Can Ahmedabad turnaround from its path of inevitable self-destruction ? It looks unlikely that this change will come from within the ruling classes in Ahmedabad. The 2002 riots and the paranoia that has followed since has been useful for its feudal class to muzzle the voices of dissent from the common people.

It’s with Narendra Modi’s rise to the centre of Indian politics that Ahmedabad and the “Gujarat model of development” and specially Ahmedabad is likely to come under closer scrutiny. It’s sores and blisters have long been hidden through cosmetic surgery.

One way for the city to recuperate is to release its peri-urban areas by stopping any further concretization and even de-concretise, wherever necessary. The government needs to buy back the peri-urban land and dedicate them for agriculture and for pastures so that the city’s food supply can be revived. The city needs to promote urban gardening on small plots and terraces to meet its food requirements. It needs to revive its water bodies with a network of storm water drains so that the run-off can be collected for use. The rejuvenated peri-urban areas can be used for this purpose.

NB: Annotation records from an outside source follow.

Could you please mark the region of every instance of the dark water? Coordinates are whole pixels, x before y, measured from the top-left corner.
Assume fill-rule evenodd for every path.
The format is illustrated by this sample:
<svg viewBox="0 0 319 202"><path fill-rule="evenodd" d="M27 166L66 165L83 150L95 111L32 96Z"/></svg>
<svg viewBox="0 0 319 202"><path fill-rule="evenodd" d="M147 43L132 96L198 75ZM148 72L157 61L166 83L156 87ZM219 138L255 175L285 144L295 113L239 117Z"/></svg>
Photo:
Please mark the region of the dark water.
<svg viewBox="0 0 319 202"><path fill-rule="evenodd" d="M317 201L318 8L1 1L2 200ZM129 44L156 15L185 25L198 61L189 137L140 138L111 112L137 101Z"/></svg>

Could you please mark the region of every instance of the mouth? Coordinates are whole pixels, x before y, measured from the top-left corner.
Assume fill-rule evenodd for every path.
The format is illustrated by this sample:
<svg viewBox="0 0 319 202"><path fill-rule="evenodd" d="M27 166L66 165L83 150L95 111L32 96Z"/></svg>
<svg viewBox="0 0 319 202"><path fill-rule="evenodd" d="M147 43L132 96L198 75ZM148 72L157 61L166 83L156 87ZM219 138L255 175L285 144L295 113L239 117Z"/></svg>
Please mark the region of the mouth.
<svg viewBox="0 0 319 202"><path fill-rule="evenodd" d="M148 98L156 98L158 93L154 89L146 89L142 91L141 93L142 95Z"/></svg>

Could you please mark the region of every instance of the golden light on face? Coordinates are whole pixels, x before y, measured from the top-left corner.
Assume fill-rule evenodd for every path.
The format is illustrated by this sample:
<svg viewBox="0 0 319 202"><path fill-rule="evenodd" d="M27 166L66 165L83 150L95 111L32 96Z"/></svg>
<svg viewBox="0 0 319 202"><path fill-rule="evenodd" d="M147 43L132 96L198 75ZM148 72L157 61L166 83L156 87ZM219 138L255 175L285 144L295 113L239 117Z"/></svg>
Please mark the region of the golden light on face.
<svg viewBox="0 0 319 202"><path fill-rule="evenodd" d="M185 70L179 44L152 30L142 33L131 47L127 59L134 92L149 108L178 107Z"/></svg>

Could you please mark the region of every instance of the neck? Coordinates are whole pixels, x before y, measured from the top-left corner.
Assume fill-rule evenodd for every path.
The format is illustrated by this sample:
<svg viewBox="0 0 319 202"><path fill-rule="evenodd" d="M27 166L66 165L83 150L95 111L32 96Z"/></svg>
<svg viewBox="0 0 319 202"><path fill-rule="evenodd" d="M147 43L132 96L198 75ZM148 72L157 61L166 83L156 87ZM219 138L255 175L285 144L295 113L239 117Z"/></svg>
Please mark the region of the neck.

Lots needs to be done on the transportation front. Basic things like traffic signals must function. The planning for the entire network of the BRTS must encompass demand management measures and feeder services for last mile connectivity. Without this there is no respite to the burgeoning fleet of private 2-wheelers and 4-wheelers that’s piling upon the city roads.


In time, we can hope for a far more better city that we can be truly proud of as one of the best cities to live in, not only in India but in the world, albeit, a much smaller than what it is today. Rather than taking pride in ever expanding cities rolling into grey-goo megalopolis, we shall soon discover that small is indeed beautiful.